O filme garante ótimas gargalhadas e tem um elenco muito bom, o que facilita muito. O filme se passa no Rio Grande do Sul, como todo filme da Casa de Cinema de Porto Alegre, mas vemos um samba do crioulo doido porque o sotaque carioca de Darlan Cunha é gritante, por sua vez, Lázaro Ramos, não deixa de lado seu sotaque baiano, enquanto Sophia Reis capricha no seu paulistês, soltando até a nossa típica expressão italiana “catzo”. Já os personagens secundários e figurantes estão com o gauchês na ponta da língua. Não que seja um defeito do filme, mas é um deslize, como o tio do carioca é baiano (mas o pai não é) e a melhor amiga que o conhece desde os primeiros meses de vida é paulista e ninguém cita isso na história? Sei que é picuinha minha, mas ou todos podiam ter “ensaiado” um sotaque uniforme, ou inserir umas explicações - tipo “a Isa mudou pra cá pequenininha, porque o pai arrumou um emprego etc., mas ela nasceu em São Paulo e como a mãe tem esse sotaque, ela também fala assim…”, “meu tio morou muitos anos na Bahia e acabou pegando o sotaque de lá”. Mas beleza, ainda assim o filme é engraçadíssimo e eu quero ver Soraya queimada… =D Esse filme marca a estréia de Sophia Reis (filha de Nando Reis), que agora é VJ da MTV, a frente do TOP10. É também a segunda vez que o diretor Jorge Furtado trabalha com Lázaro Ramos, que também protagoniza o excelente O Homem que Copiava.

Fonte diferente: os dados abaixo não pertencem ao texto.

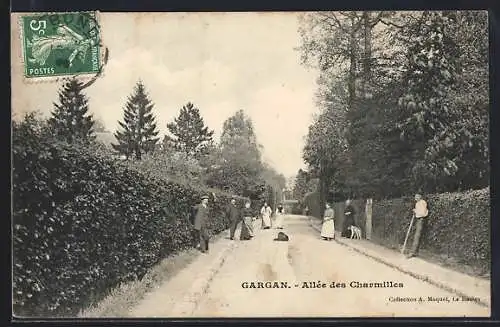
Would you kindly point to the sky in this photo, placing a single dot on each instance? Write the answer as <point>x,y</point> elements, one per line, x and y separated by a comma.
<point>221,62</point>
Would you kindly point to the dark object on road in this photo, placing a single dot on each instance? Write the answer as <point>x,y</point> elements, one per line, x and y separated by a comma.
<point>282,237</point>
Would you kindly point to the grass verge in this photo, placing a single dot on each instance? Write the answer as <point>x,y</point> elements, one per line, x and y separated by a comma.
<point>124,297</point>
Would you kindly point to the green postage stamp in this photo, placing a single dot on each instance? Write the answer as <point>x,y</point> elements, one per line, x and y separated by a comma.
<point>60,44</point>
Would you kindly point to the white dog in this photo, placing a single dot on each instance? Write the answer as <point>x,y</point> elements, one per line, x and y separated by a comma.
<point>355,232</point>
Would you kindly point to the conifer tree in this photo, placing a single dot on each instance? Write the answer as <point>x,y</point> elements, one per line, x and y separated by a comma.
<point>70,119</point>
<point>138,132</point>
<point>189,133</point>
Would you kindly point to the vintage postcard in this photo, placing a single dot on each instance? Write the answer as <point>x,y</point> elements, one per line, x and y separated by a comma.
<point>251,164</point>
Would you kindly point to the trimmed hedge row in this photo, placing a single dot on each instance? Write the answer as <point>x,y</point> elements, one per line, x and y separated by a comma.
<point>83,223</point>
<point>458,225</point>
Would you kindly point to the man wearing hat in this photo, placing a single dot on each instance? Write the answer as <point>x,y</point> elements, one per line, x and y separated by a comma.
<point>234,215</point>
<point>200,224</point>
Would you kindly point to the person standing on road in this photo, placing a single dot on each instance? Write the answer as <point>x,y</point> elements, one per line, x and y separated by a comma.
<point>280,213</point>
<point>200,224</point>
<point>349,218</point>
<point>266,213</point>
<point>234,216</point>
<point>420,213</point>
<point>328,228</point>
<point>246,227</point>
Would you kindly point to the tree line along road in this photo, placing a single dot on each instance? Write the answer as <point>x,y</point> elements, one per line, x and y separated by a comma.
<point>310,277</point>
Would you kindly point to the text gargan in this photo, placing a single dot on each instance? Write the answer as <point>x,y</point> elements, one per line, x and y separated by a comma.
<point>260,284</point>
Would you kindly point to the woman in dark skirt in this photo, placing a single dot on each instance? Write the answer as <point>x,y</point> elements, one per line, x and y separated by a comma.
<point>349,219</point>
<point>246,227</point>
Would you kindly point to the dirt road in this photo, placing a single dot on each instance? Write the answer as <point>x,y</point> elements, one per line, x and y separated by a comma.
<point>337,279</point>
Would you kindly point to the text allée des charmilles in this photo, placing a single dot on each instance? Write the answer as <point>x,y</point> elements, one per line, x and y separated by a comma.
<point>320,284</point>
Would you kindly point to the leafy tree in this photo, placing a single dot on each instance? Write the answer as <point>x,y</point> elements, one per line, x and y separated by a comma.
<point>138,132</point>
<point>240,167</point>
<point>70,120</point>
<point>411,113</point>
<point>189,133</point>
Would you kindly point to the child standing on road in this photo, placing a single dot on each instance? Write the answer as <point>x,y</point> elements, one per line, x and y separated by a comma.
<point>328,228</point>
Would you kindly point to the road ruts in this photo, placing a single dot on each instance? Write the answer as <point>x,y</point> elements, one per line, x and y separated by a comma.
<point>307,258</point>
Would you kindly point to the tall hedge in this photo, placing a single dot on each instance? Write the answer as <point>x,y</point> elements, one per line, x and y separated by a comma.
<point>82,223</point>
<point>458,225</point>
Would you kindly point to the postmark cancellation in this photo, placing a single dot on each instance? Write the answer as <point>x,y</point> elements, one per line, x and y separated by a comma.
<point>58,45</point>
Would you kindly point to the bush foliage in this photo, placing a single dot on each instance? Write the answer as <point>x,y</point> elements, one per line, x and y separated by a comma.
<point>83,223</point>
<point>458,225</point>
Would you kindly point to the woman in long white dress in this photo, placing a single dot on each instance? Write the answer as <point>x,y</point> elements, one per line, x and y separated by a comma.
<point>280,213</point>
<point>328,228</point>
<point>266,216</point>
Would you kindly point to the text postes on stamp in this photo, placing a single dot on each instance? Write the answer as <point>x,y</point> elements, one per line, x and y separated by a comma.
<point>60,44</point>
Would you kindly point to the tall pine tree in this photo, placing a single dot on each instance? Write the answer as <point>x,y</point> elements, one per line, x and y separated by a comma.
<point>138,133</point>
<point>189,133</point>
<point>70,119</point>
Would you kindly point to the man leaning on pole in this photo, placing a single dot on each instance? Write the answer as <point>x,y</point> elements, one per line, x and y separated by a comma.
<point>420,213</point>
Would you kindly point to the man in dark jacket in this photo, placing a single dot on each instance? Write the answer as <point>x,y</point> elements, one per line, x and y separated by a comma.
<point>349,218</point>
<point>234,215</point>
<point>200,224</point>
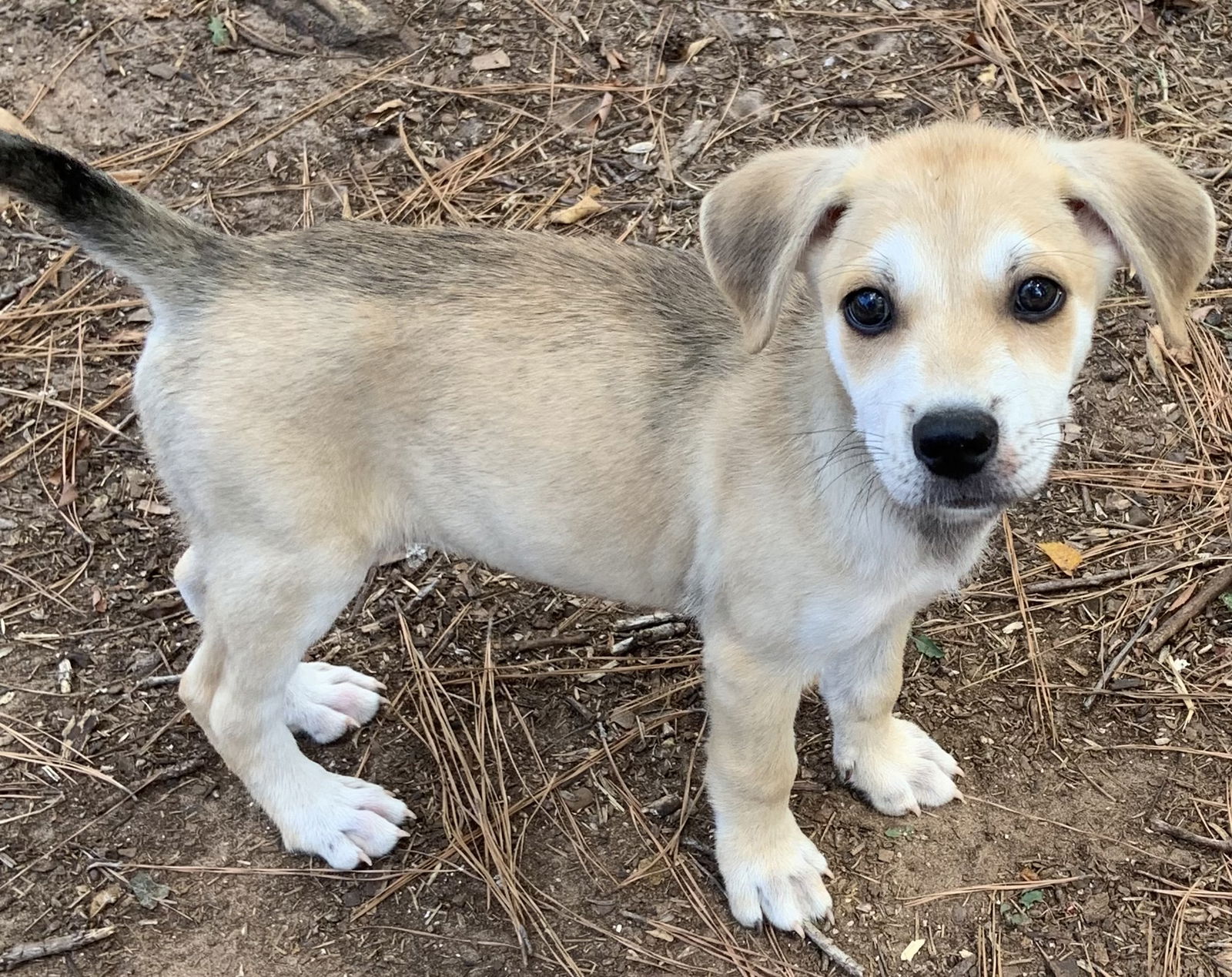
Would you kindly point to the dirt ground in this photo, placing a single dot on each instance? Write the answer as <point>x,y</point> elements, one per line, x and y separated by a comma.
<point>548,745</point>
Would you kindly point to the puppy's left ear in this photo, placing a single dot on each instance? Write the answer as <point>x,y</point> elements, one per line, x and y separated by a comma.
<point>759,222</point>
<point>1160,219</point>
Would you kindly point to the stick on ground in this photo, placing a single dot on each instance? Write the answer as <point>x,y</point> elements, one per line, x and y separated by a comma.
<point>1201,841</point>
<point>24,952</point>
<point>1190,609</point>
<point>832,952</point>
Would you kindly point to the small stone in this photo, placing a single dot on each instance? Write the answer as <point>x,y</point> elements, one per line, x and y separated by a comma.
<point>578,800</point>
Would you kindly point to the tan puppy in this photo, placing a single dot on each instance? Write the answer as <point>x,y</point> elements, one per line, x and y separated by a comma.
<point>913,316</point>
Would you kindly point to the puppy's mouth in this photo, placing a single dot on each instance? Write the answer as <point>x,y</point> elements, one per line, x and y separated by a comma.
<point>979,496</point>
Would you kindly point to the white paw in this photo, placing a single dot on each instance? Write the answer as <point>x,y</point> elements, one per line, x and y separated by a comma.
<point>326,701</point>
<point>774,872</point>
<point>897,767</point>
<point>344,821</point>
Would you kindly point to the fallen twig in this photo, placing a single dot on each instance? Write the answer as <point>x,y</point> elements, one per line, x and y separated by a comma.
<point>1116,659</point>
<point>24,952</point>
<point>1201,841</point>
<point>1189,610</point>
<point>1096,579</point>
<point>832,952</point>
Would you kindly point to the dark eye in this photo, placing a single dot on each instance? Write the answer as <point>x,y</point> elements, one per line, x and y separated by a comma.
<point>869,311</point>
<point>1038,299</point>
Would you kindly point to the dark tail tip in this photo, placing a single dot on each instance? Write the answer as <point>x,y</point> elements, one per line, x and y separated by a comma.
<point>129,231</point>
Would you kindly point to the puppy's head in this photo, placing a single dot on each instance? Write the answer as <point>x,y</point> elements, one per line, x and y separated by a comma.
<point>955,273</point>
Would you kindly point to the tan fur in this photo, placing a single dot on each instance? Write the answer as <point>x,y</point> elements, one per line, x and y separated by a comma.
<point>589,417</point>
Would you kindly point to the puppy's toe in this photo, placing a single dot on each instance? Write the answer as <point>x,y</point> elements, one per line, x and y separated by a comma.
<point>776,876</point>
<point>345,821</point>
<point>899,768</point>
<point>326,701</point>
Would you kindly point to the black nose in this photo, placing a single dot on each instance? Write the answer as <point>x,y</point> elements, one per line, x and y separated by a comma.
<point>955,443</point>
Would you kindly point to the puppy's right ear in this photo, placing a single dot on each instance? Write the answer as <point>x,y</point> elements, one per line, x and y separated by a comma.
<point>758,225</point>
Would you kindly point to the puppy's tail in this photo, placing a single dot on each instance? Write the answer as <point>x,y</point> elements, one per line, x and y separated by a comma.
<point>133,234</point>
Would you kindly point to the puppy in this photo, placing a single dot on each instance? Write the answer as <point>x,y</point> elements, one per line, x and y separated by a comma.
<point>800,440</point>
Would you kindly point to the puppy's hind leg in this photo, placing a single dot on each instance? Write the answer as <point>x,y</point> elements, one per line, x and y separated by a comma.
<point>323,701</point>
<point>264,607</point>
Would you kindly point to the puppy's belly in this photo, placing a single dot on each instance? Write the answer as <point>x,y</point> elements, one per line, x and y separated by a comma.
<point>640,558</point>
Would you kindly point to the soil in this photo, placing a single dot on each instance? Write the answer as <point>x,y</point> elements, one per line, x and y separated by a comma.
<point>556,774</point>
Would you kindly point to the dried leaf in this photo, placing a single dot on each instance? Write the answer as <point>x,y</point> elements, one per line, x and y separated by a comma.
<point>109,896</point>
<point>928,647</point>
<point>148,892</point>
<point>1143,15</point>
<point>1200,313</point>
<point>1065,556</point>
<point>696,49</point>
<point>912,949</point>
<point>490,61</point>
<point>219,32</point>
<point>585,207</point>
<point>381,115</point>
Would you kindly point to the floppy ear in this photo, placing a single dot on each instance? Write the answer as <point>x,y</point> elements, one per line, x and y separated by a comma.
<point>759,222</point>
<point>1158,219</point>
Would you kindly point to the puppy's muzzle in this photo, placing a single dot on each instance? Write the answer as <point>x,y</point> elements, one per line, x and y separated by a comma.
<point>955,443</point>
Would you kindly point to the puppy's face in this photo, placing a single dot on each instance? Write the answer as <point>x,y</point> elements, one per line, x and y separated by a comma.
<point>958,302</point>
<point>955,273</point>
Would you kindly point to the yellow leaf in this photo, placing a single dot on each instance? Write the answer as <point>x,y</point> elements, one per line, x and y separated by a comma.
<point>912,949</point>
<point>587,206</point>
<point>1065,556</point>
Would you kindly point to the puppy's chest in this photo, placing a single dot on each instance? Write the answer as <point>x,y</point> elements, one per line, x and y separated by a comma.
<point>875,591</point>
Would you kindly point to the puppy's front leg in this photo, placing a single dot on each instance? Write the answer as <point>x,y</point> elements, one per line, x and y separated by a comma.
<point>769,866</point>
<point>892,761</point>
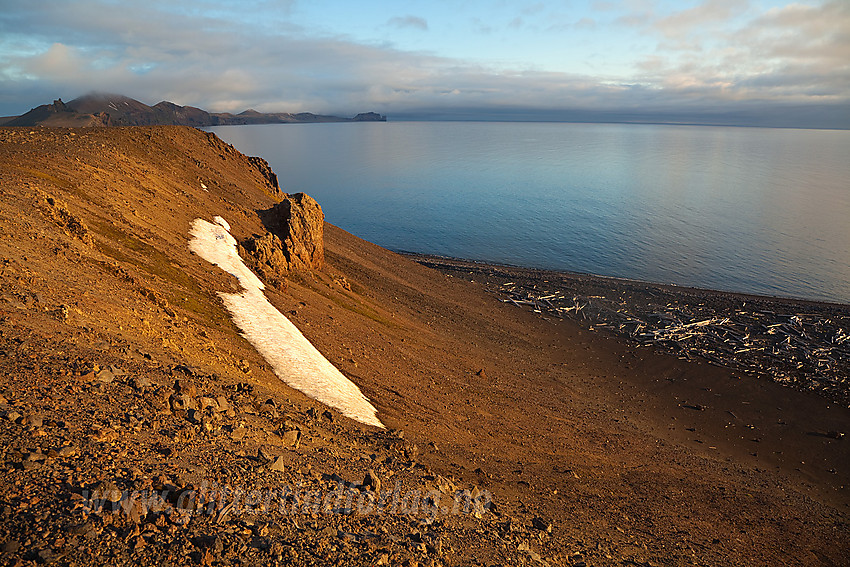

Pra quem não viu ainda, hoje a Globo vai exibí-lo no Festival Nacional, mas se ainda assim você não assistir ou se tiver afim de comprar o DVD click aqui, eu garanto que vale a pena, afinal nos extras temos o clip de Soraya Queimada, que é genial, com o Zéu Britto com as participações de Lázaro Ramos (é claro!) e Wagner Moura além de conter cenas do filme. Tem também as cenas excluídas e a que o Aílton Graça canta I shot the sheriff é simplesmente impagável. E também nos extras ficamos sabendo que a personagem da Deborah Secco não se chamava Soraya, e que mudou de nome no meio do filme por conta da música do Zéu Britto. Prêmios e Indicações- Recebeu 4 indicações para o Grande Prêmio Cinema Brasil, nas categorias: Melhor Ator para Lázaro Ramos, Melhor Roteiro Original, Melhor Edição e Melhor Trilha Sonora.
Houve Uma Vez Dois Verões é um ótimo filme, como todos os produzidos pela Casa de Cinema de Porto Alegre e garantia de boas gargalhadas. Com o elenco principal todo composto por jovens atores gaúchos muito, e que eram quase todos desconhecidos do grande público. Esse é o primeiro do diretor Jorge Furtado, que já era consagrado por seu aclamado curta (e presença certa nas aulas do Ensino Médio e Fundamental), Ilha das Flores. E também é o segundo filme da Casa de Cinema de Porto Alegre, que em 2000 produziu o excelente Tolerância, estrelado por Maitê Proença, Roberto Bomtempo, Maria Ribeiro e o, na época desconhecido, Werner Schünemann. Rodado em apenas 23 dias, Houve Uma Vez Dois Verões conta a história de Chico (André Arteche, que interpreta o Clemente de Desejo Proibido), Roza, com Z (Ana Maria Mainieri, que interpreta a filha de Maitê Proença em Tolerância), dois jovens que se encontram por acaso nas férias e, juntos, vivem uma tarde de intensa paixão. Porém em pouco mais de um mês depois eles vão descobrir que a história deles irá muito além daquele fim de tarde de verão ou até mais além ainda do que outra noite no verão seguinte. E a coisa vai ficando cada vez mais maluca e engraçada.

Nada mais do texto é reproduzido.